All people should have the right to reach their full potential, regardless of their gender or background



Women and men should have equal rights and opportunities to influence and develop in their professions and at their workplaces. This is not the reality today - and this is what Allbright wants to change. Allbright is a politically-independent, non-profit foundation that promotes equality and diversity on the executive business level in Sweden. We work actively to influence decision-makers in the business sector to work consciously and purposefully to increase the proportion of women in senior positions. We continually identify the gender balance of business management teams and boards of directors to highlight the issue of representation. Allbright aims to shift the debate from discussing problems to delivering solutions. 



Amanda Lundeteg, CEO of Allbright, explains how methods of blacklisting can drive change. She questions corporate cultures and the narrow perception of expertise in a 14-minute speech entitled 'Who Cares' which she delivered in Uppsala, Sweden.



Allbright offers lectures to organisations and companies that are dedicated to benefiting from the strengths of diverse workplaces on meritocratic grounds. We share the facts from our reports and provide tips on how your organisation can become more equal and diverse. We give lectures for all kinds of groups and can tailor presentations to fit your organisation. For reservations and/or pricing, please contact us.



Allbright continually reviews gender representation in the business sector. Each year, we publish two reports. In the autumn, we release The Allbright Report that monitors gender diversity in the management teams of listed companies in Sweden. And in the spring, we investigate a specific area. So far, we have reviewed listed companies' boards of directors and nominating committees as well as gender equality in the legal profession and gender equality in private equity.


Puppeteers of the stock market, March 2018

The nomination committees are the hidden power of the Stock Exchange –and only 13 per cent of nomination committee members are women. Interviews with board members and representatives from the nomination committees stress the importance of gender equal boards, but gender equality in nomination boards is not seen as relevant question.


Women CEOs choose gender equality, September 2017

The Allbright report 2017 shows modest progress. The proportion of women increases by a percentage point from last year, reaching 21 per cent. The same bleak result is seen in CEO positions where women are stuck at six per cent. Those believing in rapid change towards gender equality must be disappointed.

Around 85 per cent of companies are still dominated by men and thus hindering improvement.


Private Equity plagued by macho culture, March 2017 

Only three per cent of all partners in private equity (PE) firms are women, while 15 out of 18 firms have management teams consisting of men only. Not a single role model for gender equality can be found in one of society’s heaviest spheres of power.

Virtually all people in Sweden are affected by private equity firms’ operations in some way. The firms have a total turnover of about 300 billion SEK, which is approximately eight per cent of Sweden’s GDP. These firms have a huge influence on the economy and society. But only a few women are invited.

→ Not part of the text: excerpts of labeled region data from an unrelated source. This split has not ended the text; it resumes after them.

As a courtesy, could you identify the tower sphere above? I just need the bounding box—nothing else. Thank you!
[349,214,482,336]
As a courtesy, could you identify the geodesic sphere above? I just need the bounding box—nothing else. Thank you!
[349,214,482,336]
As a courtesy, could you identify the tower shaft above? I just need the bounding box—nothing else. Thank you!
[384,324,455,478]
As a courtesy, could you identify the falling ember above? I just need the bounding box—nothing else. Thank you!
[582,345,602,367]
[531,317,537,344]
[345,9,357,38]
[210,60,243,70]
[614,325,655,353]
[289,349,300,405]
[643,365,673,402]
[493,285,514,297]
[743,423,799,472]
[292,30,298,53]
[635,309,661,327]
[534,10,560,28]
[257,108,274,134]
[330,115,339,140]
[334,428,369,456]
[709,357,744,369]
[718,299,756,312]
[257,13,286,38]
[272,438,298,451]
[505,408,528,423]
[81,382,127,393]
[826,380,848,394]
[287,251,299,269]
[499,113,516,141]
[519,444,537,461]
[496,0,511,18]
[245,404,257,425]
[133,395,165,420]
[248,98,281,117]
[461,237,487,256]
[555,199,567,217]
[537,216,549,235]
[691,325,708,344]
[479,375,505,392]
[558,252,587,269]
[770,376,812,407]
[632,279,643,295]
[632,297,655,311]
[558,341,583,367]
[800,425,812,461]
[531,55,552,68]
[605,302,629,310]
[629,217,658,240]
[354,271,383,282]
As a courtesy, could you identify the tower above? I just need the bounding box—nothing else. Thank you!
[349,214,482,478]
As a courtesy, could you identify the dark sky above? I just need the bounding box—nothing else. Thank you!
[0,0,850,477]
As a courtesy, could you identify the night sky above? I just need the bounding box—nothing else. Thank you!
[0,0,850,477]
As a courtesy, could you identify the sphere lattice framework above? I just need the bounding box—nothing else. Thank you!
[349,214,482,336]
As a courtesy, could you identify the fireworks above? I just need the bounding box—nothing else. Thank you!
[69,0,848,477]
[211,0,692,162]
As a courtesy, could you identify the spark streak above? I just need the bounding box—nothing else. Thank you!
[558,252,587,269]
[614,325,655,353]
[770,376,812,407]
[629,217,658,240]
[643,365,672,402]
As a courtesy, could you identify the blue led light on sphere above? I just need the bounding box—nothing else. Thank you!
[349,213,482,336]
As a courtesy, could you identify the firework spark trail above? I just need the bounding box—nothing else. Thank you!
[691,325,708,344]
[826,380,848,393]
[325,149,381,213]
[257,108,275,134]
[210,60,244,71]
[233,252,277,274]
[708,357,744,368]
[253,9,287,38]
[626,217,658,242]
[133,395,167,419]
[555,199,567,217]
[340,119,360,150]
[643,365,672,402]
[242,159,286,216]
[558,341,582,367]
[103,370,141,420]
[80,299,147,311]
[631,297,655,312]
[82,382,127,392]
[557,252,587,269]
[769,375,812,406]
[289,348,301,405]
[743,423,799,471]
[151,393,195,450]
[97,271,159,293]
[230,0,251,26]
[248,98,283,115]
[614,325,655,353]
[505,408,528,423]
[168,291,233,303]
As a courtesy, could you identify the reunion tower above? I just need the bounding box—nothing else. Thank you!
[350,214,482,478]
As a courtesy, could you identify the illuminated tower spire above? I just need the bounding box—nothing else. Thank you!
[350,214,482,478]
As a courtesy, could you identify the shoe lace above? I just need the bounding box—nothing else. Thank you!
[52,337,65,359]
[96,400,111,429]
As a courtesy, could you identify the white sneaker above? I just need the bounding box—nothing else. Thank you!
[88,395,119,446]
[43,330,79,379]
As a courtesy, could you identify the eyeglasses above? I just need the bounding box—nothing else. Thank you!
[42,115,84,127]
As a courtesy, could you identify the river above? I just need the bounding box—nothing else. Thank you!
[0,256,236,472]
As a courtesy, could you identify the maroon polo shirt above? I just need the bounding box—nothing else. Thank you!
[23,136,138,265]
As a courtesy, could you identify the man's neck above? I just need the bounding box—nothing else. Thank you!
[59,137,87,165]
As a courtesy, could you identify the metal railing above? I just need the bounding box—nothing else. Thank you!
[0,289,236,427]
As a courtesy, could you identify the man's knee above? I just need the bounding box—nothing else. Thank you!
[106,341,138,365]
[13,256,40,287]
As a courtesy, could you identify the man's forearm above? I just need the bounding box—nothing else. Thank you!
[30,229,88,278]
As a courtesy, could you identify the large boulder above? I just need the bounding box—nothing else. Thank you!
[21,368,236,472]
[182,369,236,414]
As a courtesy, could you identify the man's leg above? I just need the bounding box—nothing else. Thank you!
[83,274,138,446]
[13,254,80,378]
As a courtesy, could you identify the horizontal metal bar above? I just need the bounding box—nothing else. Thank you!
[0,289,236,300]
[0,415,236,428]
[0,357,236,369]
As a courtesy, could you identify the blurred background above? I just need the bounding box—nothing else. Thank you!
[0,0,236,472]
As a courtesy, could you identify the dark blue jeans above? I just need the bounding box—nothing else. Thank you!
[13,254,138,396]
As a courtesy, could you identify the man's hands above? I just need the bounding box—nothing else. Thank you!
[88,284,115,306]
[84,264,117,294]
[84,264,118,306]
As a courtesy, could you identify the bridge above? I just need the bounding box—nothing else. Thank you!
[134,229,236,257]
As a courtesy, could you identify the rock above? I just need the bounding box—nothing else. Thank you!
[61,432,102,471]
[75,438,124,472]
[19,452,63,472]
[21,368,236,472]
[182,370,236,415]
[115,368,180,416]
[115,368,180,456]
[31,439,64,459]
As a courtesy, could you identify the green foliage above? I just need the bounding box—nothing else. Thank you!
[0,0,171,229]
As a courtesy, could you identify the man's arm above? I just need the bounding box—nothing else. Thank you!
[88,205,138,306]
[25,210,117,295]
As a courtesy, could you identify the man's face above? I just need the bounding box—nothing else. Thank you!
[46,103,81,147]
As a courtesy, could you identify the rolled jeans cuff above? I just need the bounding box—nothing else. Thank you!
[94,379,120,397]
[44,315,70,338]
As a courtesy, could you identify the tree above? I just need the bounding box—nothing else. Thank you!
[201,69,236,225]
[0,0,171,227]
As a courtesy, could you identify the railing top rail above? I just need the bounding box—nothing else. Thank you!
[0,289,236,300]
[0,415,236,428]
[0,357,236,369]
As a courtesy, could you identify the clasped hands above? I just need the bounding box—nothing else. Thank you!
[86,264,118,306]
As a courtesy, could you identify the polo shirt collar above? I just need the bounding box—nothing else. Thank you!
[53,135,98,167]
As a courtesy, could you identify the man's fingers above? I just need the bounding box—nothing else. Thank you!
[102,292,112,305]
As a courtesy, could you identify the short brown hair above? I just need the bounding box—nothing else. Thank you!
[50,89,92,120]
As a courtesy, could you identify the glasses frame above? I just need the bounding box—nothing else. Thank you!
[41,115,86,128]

One in five executives are woman
March 2016

Progress is in the air. The number of women in listed companies' executive management is increasing. More companies than ever have gender equal representation and the number of female CEOs is higher than in 2015.

We can not expect gender equal management teams until 2040. This year, the financiale sector made the greatest progress, with women representing 27 percent of management teams and the addition of four companies with female CEOs. 


Wanted: 220 women,
September 2015

Trends are clearly changing. There are more women than ever on boards of directors.  If progress continues at this pace, listed companies’ boards of directors will be gender equal in just 10 years.

Nominating Committees however, are not doing as well and face the threat of new gender quota legislation proposed for the fall of 2016. To achieve gender equal boards of directors, 220 men will need to be replaced by women.